At the start of each year I look for the word or phrase that will nudge me vocationally over the next twelve months. I am not so much searching for a word as I am willing to be found by the word God has in mind. Whatever I might think this word or phrase means is only a glimmer of what it will reveal to me.
The word that found me recently is one I cannot honestly say describes me. That word is: generous.
In a world whose conversation is more like two disparate monologues—the monologue of the one percent and the monologue of the ninety-nine—this word “generous” wedges in like sand in the oyster just itching to produce a worthy pearl. If I understand the Scriptures correctly, God’s heart isn’t with the high and the mighty who have secured for themselves enough and more than enough, but with the lowly who wrestle daily with their poverty and who look like they could benefit from the relief of divine generosity. Mary’s Magnificat proclaims what this generous-hearted God looks like in action.
Generosity therefore becomes a vocational word for us. Its fuller phrase, “living generously,” points us to an intentional way of life that is larger than ourselves. I am not speaking about the occasional donation to a worthy cause, or the tithing which is more like tipping. I know these modes of “generosity” quite well. I discern within this phrase, though, a vocational imperative to live life openhandedly, which is the only way God knows how to live.
But I immediately protest. Being an itinerant worker in the vineyard, I often do not know how I will meet next month’s expenses. I cannot always explain the math that somehow works itself out in my checking account. So this vocational imperative to live generously is not contingent on what I possess but on how willing I am to mobilize my trust in God. God takes our vulnerabilities seriously, and is counting on each of us to trust that God’s generosity is for us all.
What I discover is that I am called upon by God and anointed to live a generous life not because I have enough financial and material means for myself with some to share, but because I have faith in a generous God whom I believe is worthy of my trust.

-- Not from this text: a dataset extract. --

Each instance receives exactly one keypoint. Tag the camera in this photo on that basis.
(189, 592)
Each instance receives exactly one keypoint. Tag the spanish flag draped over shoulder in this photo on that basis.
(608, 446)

I think of the poor widow of Zarephath, preparing the last of her food for a final meal before she and her son are overcome by starvation. She has no safety net, but she has the good sense to respond generously, if obediently, to the request of the prophet Elijah for a cup of water and a small portion of bread. And apparently, ignoring her inventory of supplies (“only a handful of flour in my jar and a little oil in my jug”), he asks first for “a little cake” (see 1 Kings 17:9-16). Is Elijah joking, or merely out of touch? Or, perhaps, we are about to encounter that fire of generosity burning in the very heart of God through the person of the prophet.
The widow of Zarephath is presented with a vocational moment, and she responds to it. We find that a year later Elijah, who has taken up residence upstairs, and the widow and her son are still taking their meals together from the jar of flour that never went empty and the jug of oil that never ran dry.
Living generously does not happen when we finally have enough. Living generously means that we have God, and God is enough. From communion flows community, and within community comes the vocational call to act. Time after time God supplies materially for real physical human needs. God has compassion, and one way or another it will be expressed—either through us or despite us.